Defendants' claim is pursuant to N.J.S.A. 2A:53A-3, which, in its pertinent parts, provides:

where ... injury ... is suffered by any person as a result of the wrongful act, neglect ... of joint tort feasors, and the person so suffering injury . .. recovers a money judgment ... for such injury . .. against one or more of the joint tort feasors, either in one action or in separate actions, and any one of the joint tort feasors pay such judgment in whole or in part, he shall be entitled to recover contribution from the other ... joint tort feasors for the excess paid over his pro rata share; .... [N.J.S.A. 2A:53A-3]

The Supreme Court has ruled that a suit may be lawfully maintained by a settling defendant against other parties responsible for the injury as long as the settlement has been elevated to the status of a judgment, by formal court proceedings, and so long as the settlement has discharged the injured party's claim against the non-settling tort feasor. Young v. Steinberg and Cosmo Book Distributing Co., 53 N.J. 252, 255, 250 A.2d 13 (1969). The settlement with Bustard has not been, nor could it now be, elevated to judgment.

Certainly defendants are not maintaining that the jury's verdict under the circumstances here presented constitutes a judgment. The jury was allowed to render its verdict as to the Bustard estate, in part, because of concern on the part of defendants, given the timing of the settlement, that the absence of questions pertaining to the Bustard estate would significantly prejudice defendant's case against plaintiff. Defendants have no legal right in this posture to proceed against plaintiff to compel payment of a portion of the settlement monies to the Bustard plaintiffs.

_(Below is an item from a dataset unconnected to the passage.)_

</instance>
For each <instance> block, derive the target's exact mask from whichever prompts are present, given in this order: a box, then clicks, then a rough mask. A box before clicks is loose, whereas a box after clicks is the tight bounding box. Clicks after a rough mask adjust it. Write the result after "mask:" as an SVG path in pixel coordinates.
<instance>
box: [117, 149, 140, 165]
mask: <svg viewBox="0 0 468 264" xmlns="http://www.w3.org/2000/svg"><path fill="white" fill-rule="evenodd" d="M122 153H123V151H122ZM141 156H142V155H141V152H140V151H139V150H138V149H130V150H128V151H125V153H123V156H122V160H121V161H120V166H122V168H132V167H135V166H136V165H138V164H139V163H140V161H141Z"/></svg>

Finally, plaintiff and EDS argue Condorp was the alter ego of Thompson and, therefore, plaintiff might recover 35% of the jury's award from either Condorp or Thompson. Plaintiff and EDS argue by analogy to concepts of piercing the corporate veil contending that Condorp and Thompson acted as one and, therefore, plaintiff might recover from Condorp the full amount of the award attributed to the owner of the condominium unit. There are no facts which support such argument. The case was never presented to the jury on the theory now advanced by plaintiff and EDS. Rather, the jury was asked to determine the owner of the condominium unit in question, but it was never asked to decide if Condorp and Thompson acted as one. Given the statutory and regulatory language, the jury's verdict is legally supportable and not inconsistent. Finally, the jury was not put to the task of deciding if Thompson was the alter ego, so to speak, of Condorp.

For these reasons the court concludes Condorp is responsible for 17.5% of the jury's award and Thompson responsible for another 17.5% of the award.